I took the CSR of the WebAuth certificate from the WLC controller to be able to generate the signed certificate. Then, I add the root certificate which can be found on the site: https://letsencrypt.org/certs/isrgrootx1.pem.txt
after the intermediate certificate. I have my final certificate that contains:
signed certificate
intermediate certificate
Root certificate
Impossible to put it on the cisco WLS controller. by looking more closely at the Root certificate provided by Let’s Encrypt to an issuer and a different subject from the intermediate certificate.
The intermediate certificate:
ISSUER: CN = DST Root CA X3,O = Digital Signature Trust Co
SUBJECT: CN= Let’s Encrypt Authority X3,0 = Let’s Encrypt, C = US
The Root certificate provided by Let’s Encrypt:
ISSUER: CN = ISRG Root X1,0 = Internet Security Research Group, C = US
SUBJECT: CN = ISRG Root X1.0 = Internet Security Research Group, C = US
How can I find the right Root certificate ( CN = DST Root CA X3,O = Digital Signature Trust Co) so I can push it on the controller?

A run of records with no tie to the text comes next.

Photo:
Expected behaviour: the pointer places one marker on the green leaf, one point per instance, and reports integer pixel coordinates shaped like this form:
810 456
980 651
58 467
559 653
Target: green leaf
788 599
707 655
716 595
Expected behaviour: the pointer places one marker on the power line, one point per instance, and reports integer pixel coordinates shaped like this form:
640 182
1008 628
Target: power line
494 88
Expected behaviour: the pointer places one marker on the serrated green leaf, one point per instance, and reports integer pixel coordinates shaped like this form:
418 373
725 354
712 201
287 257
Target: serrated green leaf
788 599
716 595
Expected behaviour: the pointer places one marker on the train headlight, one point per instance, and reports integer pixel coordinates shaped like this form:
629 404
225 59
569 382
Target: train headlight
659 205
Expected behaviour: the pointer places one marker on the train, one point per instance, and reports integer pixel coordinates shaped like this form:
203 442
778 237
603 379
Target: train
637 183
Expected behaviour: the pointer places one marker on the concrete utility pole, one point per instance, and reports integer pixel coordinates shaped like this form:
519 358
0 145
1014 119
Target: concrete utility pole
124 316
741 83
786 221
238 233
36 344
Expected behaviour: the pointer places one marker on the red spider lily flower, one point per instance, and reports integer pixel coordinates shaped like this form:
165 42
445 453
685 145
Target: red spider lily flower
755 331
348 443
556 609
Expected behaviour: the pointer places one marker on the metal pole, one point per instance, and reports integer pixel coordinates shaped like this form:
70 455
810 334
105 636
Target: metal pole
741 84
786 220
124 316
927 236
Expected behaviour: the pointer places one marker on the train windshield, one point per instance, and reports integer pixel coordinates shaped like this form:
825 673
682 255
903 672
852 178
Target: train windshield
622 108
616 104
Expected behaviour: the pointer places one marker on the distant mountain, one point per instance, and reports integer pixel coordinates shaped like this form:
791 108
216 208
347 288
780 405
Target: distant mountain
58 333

Impossible why? any error?. Letsencrypt Intermediate certificates are cross signed so DST Root CA X3 or ISRG Root X1 root certificates should complete the chain. Are you sure you need to include the root certificate?. Also, LE certificates are valid from 90 days so you should repeat the same process every 60-90 days... just in case you didn't know that
I downloaded TrustID X3 which is fine: CN = DST Root CA X3, O = Digital Signature Trust Co. I add it after my intermediate certificate.
But I don’t understand, the WLS controller returning “certificate is not yet valid”. If you have any idea, I’m a taker?
@sebasti1, sorry but I’ve no idea why your WLS controller returns “certificate is not yet valid”, I’ve never used it. Maybe another colleagues have some experience on Cisco products and could help you or maybe you could post this question on Cisco forums, you should get more help there.
"certificate is not yet valid"? Is that exactly what it says, word for word? It sounds like it's rejecting the certificate because it thinks the certificate is a time traveler from the future.
(Certificates have both an expiration date and a date when they start to be valid.)
Let's Encrypt certificates are valid starting 1 hour before they were issued. Can you check if the thing's clock is correct? Does it think it's yesterday? Or the year 2000 or something?
I managed to put the Let’s Encrypt certificate on the WLC controller. The hot spotin my hotel is now secure. But I still have a problem with Google Chrome that doesn’t send me directly to the hotel’s hotspot page. Whereas when I open Firefox or Internet Explorer they send me directly to the hotspot page of the Hotel.
Would you have a solution for Chrome to redirect me directly to the Hotel’s Hotspot page?
@sebasti1, maybe you could try running Wireshark on your device in order to compare what the various browsers are doing on your network, or to compare what your network is doing with what other networks are doing.